I recently found a Sitepoint post regarding hidden fields in forms. e.g.
And similar. Javascript code was added for information.
In the body of the article was this quote
“Now you can rest assured that if the field ever has a value when the form submission reaches your server then the transaction can be discarded as junk.”
Unfortunately it was not explained how that part was achieved. Does anyone have any experience of trying this method. I know there is no infallible method (not legal anyway)
We have noticed an upsurge of the old type of spam, mainly assisting sexual performance, and many in Cyrillic text that English speakers ‘might’ have difficulty with reading, why do they bother?
The sites are Wordpress with Contact form 7 contact forms.

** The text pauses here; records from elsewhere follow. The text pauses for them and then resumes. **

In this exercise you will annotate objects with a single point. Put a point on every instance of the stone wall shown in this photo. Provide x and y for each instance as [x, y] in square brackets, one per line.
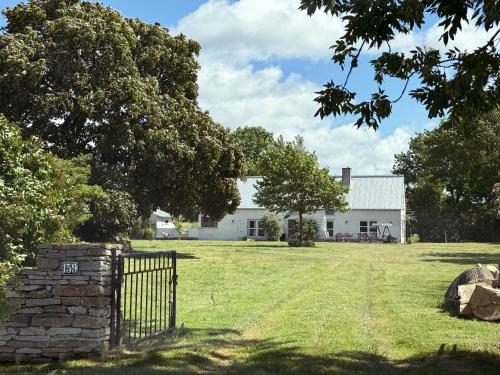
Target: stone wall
[60, 316]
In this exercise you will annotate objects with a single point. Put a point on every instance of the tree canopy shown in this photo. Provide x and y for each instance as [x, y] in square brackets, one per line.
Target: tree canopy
[293, 181]
[88, 81]
[460, 83]
[253, 140]
[450, 173]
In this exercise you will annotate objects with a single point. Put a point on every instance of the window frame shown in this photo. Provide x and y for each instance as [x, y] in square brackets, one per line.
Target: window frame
[330, 231]
[207, 222]
[255, 229]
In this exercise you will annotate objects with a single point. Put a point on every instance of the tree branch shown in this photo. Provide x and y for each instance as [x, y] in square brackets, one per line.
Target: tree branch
[354, 59]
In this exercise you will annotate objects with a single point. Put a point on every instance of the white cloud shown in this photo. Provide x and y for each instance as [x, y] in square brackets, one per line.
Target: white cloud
[260, 30]
[236, 93]
[284, 105]
[467, 39]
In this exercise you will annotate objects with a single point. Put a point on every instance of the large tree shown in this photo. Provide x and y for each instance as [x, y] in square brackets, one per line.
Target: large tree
[253, 140]
[449, 174]
[460, 83]
[88, 81]
[293, 181]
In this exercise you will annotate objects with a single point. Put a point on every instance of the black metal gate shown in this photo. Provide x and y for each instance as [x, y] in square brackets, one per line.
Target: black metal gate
[143, 295]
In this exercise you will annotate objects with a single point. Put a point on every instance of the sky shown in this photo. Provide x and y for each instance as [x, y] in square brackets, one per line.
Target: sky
[262, 62]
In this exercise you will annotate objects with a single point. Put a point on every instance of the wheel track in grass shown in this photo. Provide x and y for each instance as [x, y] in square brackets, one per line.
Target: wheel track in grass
[312, 285]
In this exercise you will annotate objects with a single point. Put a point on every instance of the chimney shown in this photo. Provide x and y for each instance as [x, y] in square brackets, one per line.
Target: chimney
[346, 176]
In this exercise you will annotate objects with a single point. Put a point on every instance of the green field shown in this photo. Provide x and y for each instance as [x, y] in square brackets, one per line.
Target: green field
[261, 307]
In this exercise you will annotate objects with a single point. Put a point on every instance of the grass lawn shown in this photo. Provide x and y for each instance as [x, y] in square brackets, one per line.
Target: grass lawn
[261, 307]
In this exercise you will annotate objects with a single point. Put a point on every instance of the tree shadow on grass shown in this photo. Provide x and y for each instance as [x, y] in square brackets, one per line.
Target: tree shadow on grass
[225, 351]
[464, 258]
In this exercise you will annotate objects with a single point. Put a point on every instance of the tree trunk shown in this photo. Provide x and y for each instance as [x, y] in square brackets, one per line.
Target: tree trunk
[301, 227]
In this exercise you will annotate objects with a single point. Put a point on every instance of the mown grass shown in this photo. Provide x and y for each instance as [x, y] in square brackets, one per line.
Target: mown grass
[261, 307]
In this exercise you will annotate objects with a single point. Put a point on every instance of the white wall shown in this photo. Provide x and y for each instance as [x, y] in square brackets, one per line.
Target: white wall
[234, 227]
[348, 222]
[231, 227]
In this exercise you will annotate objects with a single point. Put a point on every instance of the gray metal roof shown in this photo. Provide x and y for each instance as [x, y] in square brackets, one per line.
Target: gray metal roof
[365, 193]
[376, 193]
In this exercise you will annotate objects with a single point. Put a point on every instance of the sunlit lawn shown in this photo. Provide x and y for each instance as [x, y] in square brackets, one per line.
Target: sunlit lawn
[261, 307]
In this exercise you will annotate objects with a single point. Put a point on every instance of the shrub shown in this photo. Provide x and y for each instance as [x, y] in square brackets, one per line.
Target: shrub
[42, 198]
[310, 229]
[113, 215]
[273, 225]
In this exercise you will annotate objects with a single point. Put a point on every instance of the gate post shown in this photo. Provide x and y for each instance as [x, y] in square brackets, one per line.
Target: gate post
[64, 304]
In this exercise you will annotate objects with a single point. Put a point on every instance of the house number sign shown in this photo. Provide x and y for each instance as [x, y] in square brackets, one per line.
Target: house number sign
[70, 268]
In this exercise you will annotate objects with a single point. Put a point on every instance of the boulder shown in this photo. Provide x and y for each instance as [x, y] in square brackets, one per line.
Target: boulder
[488, 275]
[485, 302]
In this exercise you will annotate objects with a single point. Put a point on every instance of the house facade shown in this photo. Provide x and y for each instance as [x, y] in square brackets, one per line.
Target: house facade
[373, 202]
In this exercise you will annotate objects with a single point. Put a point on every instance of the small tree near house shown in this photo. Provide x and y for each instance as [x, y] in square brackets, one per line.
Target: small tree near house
[293, 181]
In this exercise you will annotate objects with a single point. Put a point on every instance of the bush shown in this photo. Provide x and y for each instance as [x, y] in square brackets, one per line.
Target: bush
[113, 215]
[273, 225]
[310, 229]
[7, 308]
[42, 198]
[414, 238]
[295, 242]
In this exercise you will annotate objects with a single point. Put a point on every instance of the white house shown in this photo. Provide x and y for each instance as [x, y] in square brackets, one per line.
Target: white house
[163, 224]
[372, 201]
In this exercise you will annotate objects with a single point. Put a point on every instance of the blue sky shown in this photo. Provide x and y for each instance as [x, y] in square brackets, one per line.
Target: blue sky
[262, 61]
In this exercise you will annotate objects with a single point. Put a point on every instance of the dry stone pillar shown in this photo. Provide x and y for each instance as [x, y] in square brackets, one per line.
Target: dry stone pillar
[64, 305]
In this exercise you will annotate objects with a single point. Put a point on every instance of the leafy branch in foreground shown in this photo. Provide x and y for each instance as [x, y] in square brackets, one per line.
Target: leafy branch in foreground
[462, 84]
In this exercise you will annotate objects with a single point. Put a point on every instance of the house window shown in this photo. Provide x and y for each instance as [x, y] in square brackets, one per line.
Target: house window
[256, 228]
[369, 227]
[292, 227]
[329, 228]
[207, 222]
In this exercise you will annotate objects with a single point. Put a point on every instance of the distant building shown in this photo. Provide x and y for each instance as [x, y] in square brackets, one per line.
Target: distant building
[372, 201]
[164, 226]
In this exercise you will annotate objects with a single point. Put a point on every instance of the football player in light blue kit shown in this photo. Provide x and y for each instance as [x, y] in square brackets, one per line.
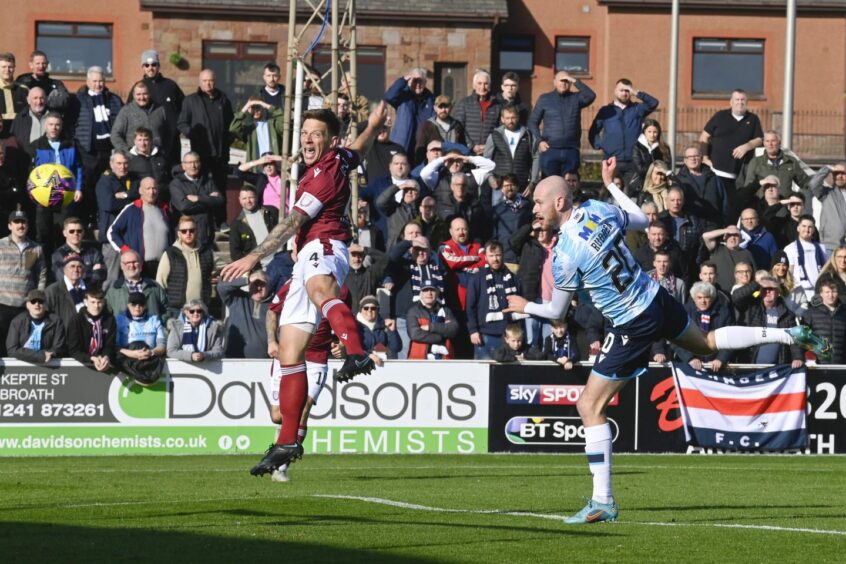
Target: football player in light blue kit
[592, 258]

As mentioned the article writer supplied example code, but no help ( for the likes of me) in how to test implemented code and resultant completed/spam form and ignore/remove.
Would love to hear from others who have managed this. I realise there is no universal panacea but happy to try a selection of things.
not sure how to do it on wordpress but one of the simplest things i’ve ever done to stop spam was just put a picture of a horse and ask people to write the type of animal in a form field. You can add a simple audio file for accessibility and simple say ‘Please write horse in the field’ etc. Then just check the field matches the animal.
The bots have so far not broken it. They just aren’t able to work out what a picture of a horse looks like as that takes a lot of AI work, even google struggles. Especially if it is just the head etc as the human brain can easily work it out but computers find it very hard.
If the bots break it just change the picture and audio to something else, literally anything.